The median reading is a surplus of 350,000 tonnes, translating into a median price forecast of $1,775, down 1% on 2019. Only a slight pick-up to $1,830 is expected next year, reflecting market concerns that Chinese production is set to resume its strong uptrend after pausing in 2019.
The tiny tin market was out of favour last year and looks set to remain so again this year with a median forecast the price will drop 6% to $17,500, from last year’s $18,660. A modest bounce is expected next year but only to $18,175.
This poll is already starting to look like a rear-view snapshot of the world before the coronavirus.
Analysts’ focus on supply differentiators was in part based on a collective assumption that industrial metals demand was going to improve this year after last year’s weak performance.
That benign view in turn assumed a recovery in China’s giant manufacturing sector, still the most single powerful driver of metals prices.
The spread of the coronavirus and Beijing’s increasingly draconian measures to contain it are already undermining those assumptions.
It’s still too early for analysts to change their price forecasts and the consensus is that any Chinese manufacturing recovery is postponed not cancelled.
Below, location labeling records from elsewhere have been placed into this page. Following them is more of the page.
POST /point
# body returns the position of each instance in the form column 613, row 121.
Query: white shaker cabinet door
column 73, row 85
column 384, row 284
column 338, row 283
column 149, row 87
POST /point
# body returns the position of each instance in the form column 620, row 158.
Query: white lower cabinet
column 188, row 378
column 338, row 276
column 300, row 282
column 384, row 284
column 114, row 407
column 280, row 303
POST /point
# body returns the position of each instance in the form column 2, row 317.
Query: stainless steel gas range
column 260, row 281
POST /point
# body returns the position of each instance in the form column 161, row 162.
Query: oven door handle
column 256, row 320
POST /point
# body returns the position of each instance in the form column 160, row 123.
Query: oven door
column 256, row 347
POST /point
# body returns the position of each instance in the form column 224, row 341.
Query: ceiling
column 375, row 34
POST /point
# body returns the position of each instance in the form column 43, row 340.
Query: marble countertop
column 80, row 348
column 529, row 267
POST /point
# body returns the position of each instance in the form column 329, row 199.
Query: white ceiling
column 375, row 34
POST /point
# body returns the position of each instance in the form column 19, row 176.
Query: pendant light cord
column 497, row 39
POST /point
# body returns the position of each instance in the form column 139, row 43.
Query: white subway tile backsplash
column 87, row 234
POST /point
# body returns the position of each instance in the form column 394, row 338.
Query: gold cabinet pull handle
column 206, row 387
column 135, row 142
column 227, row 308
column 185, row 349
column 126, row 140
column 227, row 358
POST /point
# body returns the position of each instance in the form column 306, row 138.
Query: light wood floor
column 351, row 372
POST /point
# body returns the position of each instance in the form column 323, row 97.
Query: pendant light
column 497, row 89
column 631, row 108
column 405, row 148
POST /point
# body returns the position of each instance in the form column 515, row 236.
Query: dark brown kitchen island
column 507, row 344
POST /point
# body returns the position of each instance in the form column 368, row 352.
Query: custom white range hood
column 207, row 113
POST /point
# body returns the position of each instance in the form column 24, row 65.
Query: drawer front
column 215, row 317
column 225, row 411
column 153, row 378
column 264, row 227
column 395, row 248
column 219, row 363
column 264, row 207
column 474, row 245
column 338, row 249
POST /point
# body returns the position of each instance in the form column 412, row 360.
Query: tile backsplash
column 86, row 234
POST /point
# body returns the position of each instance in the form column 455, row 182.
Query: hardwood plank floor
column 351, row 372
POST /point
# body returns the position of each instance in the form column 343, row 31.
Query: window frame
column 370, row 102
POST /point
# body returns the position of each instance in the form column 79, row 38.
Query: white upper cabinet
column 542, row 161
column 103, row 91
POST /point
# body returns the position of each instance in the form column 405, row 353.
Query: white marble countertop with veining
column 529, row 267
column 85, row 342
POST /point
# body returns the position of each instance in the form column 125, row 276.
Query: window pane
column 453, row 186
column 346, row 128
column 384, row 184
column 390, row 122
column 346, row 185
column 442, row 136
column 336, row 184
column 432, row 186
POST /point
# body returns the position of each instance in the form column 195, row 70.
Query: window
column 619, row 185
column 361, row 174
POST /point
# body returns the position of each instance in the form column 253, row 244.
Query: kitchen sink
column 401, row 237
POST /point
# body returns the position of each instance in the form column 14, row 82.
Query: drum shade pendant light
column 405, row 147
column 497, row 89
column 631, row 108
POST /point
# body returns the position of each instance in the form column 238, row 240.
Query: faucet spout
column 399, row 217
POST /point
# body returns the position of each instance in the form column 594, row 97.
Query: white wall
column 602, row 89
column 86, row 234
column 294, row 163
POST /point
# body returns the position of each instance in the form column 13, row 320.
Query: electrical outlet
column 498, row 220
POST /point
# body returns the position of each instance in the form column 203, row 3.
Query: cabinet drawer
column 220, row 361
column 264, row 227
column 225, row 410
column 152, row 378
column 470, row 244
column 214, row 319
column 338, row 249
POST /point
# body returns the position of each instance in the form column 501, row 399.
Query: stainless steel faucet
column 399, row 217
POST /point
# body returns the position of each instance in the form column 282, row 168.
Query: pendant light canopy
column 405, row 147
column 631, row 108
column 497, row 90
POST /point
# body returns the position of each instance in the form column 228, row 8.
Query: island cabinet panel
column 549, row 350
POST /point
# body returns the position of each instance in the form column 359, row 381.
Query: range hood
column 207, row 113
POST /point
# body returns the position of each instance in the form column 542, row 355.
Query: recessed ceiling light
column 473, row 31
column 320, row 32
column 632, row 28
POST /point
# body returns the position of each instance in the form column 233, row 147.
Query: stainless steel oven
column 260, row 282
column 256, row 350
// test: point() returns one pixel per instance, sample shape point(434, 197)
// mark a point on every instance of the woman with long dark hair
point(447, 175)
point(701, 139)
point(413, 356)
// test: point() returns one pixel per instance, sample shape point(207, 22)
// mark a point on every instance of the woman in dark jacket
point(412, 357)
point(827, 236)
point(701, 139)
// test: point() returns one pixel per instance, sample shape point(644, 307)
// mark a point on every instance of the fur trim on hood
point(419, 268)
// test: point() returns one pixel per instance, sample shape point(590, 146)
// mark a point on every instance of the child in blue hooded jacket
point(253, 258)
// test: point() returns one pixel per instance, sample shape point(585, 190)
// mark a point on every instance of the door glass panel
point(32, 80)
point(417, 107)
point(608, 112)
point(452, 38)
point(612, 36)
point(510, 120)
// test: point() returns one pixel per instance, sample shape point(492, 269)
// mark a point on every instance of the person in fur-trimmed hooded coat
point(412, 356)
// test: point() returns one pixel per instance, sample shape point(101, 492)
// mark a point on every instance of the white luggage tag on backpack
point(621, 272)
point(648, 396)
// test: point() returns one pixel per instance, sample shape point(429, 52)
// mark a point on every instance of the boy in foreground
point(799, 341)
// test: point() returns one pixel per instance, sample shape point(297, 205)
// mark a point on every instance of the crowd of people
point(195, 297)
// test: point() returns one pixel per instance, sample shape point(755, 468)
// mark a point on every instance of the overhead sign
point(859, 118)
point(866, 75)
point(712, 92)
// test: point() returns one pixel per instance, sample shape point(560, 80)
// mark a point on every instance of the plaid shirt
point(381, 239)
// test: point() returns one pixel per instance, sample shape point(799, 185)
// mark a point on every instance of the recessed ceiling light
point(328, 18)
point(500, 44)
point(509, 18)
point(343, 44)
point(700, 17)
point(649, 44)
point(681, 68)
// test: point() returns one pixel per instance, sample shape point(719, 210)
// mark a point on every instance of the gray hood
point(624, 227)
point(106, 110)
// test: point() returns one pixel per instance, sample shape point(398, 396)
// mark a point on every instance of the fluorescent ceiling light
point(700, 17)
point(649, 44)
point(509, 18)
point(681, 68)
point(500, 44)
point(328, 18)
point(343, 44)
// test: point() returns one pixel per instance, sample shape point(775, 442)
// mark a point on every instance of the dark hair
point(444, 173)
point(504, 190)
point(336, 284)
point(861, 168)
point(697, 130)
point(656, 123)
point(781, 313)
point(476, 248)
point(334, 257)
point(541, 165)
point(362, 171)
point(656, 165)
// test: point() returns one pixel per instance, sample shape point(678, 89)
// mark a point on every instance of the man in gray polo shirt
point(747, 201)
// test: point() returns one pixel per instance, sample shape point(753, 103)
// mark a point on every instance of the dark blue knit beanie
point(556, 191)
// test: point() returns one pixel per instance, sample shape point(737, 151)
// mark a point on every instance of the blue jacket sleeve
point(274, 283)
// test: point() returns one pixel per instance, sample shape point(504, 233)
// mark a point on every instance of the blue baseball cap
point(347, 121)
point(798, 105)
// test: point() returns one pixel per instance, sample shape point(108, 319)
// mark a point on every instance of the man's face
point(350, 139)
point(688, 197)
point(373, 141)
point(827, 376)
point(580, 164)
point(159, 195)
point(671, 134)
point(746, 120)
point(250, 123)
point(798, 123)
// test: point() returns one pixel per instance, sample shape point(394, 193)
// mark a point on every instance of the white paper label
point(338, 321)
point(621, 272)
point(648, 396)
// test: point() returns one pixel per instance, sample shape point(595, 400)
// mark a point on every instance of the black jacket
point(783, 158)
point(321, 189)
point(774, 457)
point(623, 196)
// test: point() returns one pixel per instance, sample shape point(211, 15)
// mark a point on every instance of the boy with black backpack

If the SARS virus of 2003 is a template, itself questionable, the prognosis is for a sharp short-term hit to Chinese economic growth followed by an equally sharp bounce as Beijing pulls all the usual stimulus levers to compensate.
Expectations are changing in real time in tandem with the news flow coming out of China.
However, it’s noticeable that the two base metals hardest hit so far are nickel and copper, down by 12% and 9% respectively since the start of January.
That’s because funds had been long of both, buying into the same optimistic narrative evident in the analysts poll. Those positions are now being rapidly unwound as investors reassess their views.
It’s a sign that demand not supply may yet exert the more powerful effect on pricing this year.
In which case 2020 could end up a lot like 2019.
The opinions expressed here are those of the author, a columnist for Reuters.